Confiança de serviços cai 0,5 ponto em setembro ante agosto, mostra FGV

O Índice de Confiança de Serviços (ICS) recuou 0,5 ponto na passagem de agosto para setembro, na série com ajuste sazonal, segunda queda consecutiva, para 96,9 pontos, informou a Fundação Getulio Vargas (FGV). Em médias móveis trimestrais, o índice aumentou 0,1 ponto.
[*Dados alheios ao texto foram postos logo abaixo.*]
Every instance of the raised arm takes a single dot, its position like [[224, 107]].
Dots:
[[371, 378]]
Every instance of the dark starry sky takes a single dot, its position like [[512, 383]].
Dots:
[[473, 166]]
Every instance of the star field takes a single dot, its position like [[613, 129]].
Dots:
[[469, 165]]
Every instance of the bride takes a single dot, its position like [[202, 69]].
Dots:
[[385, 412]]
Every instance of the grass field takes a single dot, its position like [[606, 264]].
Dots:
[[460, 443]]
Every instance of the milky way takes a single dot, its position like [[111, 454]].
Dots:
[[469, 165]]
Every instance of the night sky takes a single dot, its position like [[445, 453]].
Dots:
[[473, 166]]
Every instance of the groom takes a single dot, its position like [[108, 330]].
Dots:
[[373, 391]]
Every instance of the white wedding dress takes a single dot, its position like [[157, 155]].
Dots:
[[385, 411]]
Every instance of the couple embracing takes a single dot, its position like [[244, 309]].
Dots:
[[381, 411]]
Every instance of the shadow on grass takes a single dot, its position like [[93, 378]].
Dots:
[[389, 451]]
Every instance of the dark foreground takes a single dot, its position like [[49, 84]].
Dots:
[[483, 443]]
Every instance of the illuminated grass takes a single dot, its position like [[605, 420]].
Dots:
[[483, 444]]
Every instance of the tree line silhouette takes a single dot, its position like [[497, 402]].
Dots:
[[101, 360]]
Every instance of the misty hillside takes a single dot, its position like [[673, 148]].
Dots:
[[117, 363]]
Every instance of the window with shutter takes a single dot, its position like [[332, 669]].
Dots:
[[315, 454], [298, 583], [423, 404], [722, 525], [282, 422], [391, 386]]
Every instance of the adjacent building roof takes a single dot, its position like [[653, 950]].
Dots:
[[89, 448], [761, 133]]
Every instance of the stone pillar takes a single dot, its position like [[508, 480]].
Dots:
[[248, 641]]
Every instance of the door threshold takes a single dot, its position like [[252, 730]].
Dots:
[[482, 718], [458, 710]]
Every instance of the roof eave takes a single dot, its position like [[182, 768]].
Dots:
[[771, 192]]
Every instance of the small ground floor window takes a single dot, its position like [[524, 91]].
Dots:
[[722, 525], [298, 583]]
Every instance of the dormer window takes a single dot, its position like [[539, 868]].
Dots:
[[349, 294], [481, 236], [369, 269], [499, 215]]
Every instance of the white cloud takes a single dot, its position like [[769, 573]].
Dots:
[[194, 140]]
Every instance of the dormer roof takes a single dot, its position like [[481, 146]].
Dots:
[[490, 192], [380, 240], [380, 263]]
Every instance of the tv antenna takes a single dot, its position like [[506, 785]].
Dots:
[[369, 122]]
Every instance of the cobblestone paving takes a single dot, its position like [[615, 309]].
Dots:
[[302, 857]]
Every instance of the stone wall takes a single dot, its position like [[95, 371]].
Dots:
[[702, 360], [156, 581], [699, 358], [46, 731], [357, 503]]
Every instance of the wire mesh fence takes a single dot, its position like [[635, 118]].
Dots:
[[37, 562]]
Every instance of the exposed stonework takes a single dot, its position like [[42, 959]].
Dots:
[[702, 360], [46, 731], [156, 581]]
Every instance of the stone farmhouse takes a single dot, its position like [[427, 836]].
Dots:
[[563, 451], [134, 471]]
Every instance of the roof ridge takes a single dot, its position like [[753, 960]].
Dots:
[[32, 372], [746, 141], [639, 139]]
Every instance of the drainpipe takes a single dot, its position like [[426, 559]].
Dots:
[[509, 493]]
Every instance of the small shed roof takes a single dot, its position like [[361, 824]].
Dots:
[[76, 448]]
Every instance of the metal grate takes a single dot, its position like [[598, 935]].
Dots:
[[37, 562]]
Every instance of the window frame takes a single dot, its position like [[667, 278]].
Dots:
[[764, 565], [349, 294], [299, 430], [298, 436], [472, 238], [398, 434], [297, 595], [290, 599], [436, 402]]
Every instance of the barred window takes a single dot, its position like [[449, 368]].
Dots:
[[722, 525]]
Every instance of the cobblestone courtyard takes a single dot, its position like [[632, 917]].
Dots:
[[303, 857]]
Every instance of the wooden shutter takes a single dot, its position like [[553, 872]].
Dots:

"O resultado de setembro pode ser entendido como uma acomodação do setor depois de passar por uma trajetória de alta durante o ano. A situação atual é de melhores condições de negócios em relação aos meses anteriores e de manutenção da demanda que vem sendo recuperada aos poucos, reforçando a resiliência do setor. O grande desafio é em relação aos próximos meses. Apesar de sinais positivos no ambiente macroeconômico, a maior parte dos segmentos ainda demonstra cautela em suas expectativas. No entanto, para as datas de fim de ano, a perspectiva de melhora dos fatores macroeconômicos pode ter impacto positivo em parte do setor, como nos serviços prestados às famílias", avaliou Stéfano Pacini, economista do Instituto Brasileiro de Economia da FGV (Ibre/FGV), em nota oficial.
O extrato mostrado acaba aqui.